At the NZ Institute of Landscape Awards, Wellington City Council’s Urban Design Team won an Award of Excellence in the Small Projects category for the Eva and Leeds Street Laneways project.
The Discovery Garden – Te Kaapuia o Te Waoku at the Wellington Botanic Garden won an Award of Excellence in the Institutional category, and the Chimpanzee Park at Wellington Zoo was the Playgrounds overall category winner – both of which were designed by landscape architects Isthmus Group.
Meanwhile, at the 2019 New Zealand Architecture Awards, Isthmus Group and Wellington City Council won the Planning & Urban Design Category award for the Kumutoto Pavilion, part of the revamp of North Kumutoto.
Mayor Andy Foster says the awards are a fantastic recognition of the design investment in Wellington’s public spaces. “We put a lot of effort into creating quality public space for Wellingtonians and visitors to enjoy, and it’s always great to have the design spaces recognised.”
Congratulations go to the Wellington City Council’s Urban Design, Build Wellington and Parks, Sport and Recreation teams, Isthmus Group and the contractors on these projects – Hawkins, Peryer Construction, Maycroft Construction Ltd and Naylor Love, along with the wider consultant team and other City Council and Wellington Zoo staff who have all been involved in these projects.
“Our central city has over 50 lanes and arcades and projects like the Eva and Leeds Street Laneways – helping to create safer, more inviting pedestrian environments that also support the development of new, small businesses.
“Likewise, the flexible public spaces provided by the North Kumutoto design offer new opportunities for leisure activities and a chance to get right down to the water, so everyone can enjoy Wellington’s waterfront.

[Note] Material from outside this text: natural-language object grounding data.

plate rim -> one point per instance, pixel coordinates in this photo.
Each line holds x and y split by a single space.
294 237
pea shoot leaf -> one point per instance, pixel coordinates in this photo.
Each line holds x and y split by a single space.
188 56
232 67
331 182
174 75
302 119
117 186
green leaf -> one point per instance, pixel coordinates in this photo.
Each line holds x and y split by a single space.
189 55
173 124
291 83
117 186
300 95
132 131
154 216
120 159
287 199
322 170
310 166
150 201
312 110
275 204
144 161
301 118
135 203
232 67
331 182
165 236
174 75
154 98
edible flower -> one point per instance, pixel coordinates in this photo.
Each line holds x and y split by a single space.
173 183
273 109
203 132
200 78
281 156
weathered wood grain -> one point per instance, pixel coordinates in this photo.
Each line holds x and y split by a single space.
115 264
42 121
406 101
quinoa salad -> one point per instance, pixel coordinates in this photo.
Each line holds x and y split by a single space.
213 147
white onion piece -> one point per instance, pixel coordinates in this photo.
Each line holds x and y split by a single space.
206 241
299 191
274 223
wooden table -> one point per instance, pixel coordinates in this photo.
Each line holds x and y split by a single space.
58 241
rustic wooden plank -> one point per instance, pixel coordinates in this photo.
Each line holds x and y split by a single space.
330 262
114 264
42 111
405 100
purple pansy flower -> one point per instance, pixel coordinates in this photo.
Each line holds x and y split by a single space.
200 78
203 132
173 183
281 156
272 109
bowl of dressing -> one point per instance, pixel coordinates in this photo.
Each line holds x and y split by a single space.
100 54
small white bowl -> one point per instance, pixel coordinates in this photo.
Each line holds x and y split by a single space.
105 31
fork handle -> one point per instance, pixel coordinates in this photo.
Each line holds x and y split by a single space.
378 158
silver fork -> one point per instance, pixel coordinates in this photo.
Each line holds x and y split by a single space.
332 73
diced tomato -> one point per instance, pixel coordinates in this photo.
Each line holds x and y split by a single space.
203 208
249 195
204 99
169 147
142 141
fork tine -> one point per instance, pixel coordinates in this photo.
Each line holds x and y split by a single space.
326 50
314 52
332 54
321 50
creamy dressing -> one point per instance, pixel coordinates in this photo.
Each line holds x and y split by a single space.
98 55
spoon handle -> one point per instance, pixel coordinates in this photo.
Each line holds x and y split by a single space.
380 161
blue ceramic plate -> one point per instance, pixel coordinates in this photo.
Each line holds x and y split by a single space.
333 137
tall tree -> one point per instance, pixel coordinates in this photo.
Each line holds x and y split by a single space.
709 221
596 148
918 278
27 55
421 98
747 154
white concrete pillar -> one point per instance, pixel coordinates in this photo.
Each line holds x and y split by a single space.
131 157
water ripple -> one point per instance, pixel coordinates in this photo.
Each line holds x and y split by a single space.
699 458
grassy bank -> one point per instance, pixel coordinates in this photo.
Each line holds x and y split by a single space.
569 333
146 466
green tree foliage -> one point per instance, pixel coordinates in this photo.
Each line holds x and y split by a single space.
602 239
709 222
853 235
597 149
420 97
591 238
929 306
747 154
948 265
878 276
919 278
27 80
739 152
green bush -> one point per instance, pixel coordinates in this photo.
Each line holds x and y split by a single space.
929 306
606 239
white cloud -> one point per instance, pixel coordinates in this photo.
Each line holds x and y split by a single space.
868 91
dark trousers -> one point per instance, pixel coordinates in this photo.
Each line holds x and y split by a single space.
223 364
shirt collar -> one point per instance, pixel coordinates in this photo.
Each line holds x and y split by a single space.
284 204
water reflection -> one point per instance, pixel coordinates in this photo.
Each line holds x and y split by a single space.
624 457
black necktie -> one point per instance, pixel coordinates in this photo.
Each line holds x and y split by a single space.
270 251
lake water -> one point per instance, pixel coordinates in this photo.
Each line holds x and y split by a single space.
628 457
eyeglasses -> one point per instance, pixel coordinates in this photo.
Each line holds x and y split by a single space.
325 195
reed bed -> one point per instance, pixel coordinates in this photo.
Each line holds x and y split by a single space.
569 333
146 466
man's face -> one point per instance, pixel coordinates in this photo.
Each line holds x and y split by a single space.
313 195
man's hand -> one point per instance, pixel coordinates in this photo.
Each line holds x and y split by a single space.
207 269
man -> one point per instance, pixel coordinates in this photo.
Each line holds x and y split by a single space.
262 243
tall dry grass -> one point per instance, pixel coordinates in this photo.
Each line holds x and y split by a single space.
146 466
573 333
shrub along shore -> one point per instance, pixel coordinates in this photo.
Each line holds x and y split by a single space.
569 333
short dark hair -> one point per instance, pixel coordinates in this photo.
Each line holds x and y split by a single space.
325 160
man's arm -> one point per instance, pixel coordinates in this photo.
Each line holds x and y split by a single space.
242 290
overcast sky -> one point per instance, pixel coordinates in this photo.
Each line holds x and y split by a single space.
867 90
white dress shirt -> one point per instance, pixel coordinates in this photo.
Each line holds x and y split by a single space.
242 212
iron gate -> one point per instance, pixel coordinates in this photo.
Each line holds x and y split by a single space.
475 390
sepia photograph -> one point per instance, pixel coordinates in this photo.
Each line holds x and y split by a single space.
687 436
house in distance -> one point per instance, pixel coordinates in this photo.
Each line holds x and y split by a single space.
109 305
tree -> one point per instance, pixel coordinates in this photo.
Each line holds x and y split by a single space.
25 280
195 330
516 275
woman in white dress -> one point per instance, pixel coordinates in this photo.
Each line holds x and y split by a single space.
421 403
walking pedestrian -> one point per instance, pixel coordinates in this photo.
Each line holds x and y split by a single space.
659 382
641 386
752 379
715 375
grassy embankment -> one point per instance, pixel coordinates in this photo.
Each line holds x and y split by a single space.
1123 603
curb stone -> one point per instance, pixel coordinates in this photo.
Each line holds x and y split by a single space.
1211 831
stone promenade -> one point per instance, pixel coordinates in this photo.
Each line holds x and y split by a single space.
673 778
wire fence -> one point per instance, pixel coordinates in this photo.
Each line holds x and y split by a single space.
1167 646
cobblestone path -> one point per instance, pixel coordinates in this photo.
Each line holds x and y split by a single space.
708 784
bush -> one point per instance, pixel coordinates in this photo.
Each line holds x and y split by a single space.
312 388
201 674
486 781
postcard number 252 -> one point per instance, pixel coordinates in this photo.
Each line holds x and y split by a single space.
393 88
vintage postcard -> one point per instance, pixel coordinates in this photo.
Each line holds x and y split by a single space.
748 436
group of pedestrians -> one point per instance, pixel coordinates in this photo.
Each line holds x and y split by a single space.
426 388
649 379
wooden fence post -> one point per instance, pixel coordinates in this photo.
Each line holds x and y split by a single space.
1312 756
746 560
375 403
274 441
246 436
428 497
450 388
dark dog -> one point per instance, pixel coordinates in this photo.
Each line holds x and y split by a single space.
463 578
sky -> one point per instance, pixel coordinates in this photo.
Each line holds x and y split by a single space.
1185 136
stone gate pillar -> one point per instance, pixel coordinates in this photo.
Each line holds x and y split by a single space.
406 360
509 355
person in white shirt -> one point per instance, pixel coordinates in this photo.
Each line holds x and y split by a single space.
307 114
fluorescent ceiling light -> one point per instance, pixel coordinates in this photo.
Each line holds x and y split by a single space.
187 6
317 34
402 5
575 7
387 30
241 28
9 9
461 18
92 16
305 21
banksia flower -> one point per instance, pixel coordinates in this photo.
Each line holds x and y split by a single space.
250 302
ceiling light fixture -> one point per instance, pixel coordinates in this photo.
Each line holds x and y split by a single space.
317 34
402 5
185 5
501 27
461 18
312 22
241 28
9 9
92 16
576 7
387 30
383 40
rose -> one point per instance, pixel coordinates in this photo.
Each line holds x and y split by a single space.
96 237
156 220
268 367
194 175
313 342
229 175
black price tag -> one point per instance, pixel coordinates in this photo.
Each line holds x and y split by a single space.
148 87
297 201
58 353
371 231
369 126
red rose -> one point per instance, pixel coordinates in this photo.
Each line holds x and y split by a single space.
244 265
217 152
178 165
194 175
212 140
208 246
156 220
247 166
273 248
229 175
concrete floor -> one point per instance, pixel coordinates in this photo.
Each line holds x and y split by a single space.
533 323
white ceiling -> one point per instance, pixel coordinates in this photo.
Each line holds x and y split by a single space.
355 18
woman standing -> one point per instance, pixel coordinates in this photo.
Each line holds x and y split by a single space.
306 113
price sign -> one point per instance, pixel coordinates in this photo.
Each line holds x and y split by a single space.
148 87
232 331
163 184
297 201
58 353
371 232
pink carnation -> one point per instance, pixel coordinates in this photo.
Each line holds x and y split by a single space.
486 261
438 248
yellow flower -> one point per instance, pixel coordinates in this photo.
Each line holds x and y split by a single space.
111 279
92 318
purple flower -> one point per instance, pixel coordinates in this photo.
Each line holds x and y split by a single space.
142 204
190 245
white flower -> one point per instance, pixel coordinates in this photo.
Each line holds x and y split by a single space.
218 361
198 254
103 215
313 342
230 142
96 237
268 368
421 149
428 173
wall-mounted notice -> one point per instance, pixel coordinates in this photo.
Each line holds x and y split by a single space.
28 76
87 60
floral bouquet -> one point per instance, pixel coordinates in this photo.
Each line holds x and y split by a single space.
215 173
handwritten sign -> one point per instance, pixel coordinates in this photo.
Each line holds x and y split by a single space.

“The Discovery Garden, an area specifically designed for children in the Wellington Botanic Garden, provides another opportunity for children to connect with nature in our city centre.
“Wellingtonians can be rightly proud of these improvements to our laneways, waterfront, parks and gardens. These are prestigious awards that recognise how great public architecture can transform cities and communities.”
The revamp of North Kumutoto – the 6000 square-metre area between the Meridian building and the Bluebridge ferry terminal, features a new timber boardwalk, better sea access, planting to attract wildlife, the pavilion and seating areas, covered walkways and new art installations.
The folded-timber deck transitions seamlessly with the key feature, the Kumutoto Pavilion – a place for shade and partial shelter. The pavilion, with its playful design and warm surface textures is composed of a matrix of timber battens formed into cassettes and attached to steel-lattice trusses. The $7 million North Kumutoto project was completed in October 2018.
The Eva and Leeds Street Laneways revamp was part of the $5.5 million investment in laneways in Wellington City Council's ten year plan. The project was designed to increase the energy in the spaces that link Eva and Leeds Streets by attracting more people, while also celebrating the local heritage and unique character in the area. The Eva and Leeds Street Laneways project was completed in December 2015.
The Discovery Garden, which is loosely modelled on the UK’s Eden Project, and inspired by existing children’s gardens in Brooklyn, Melbourne, Singapore, and Auckland, opened in September 2017.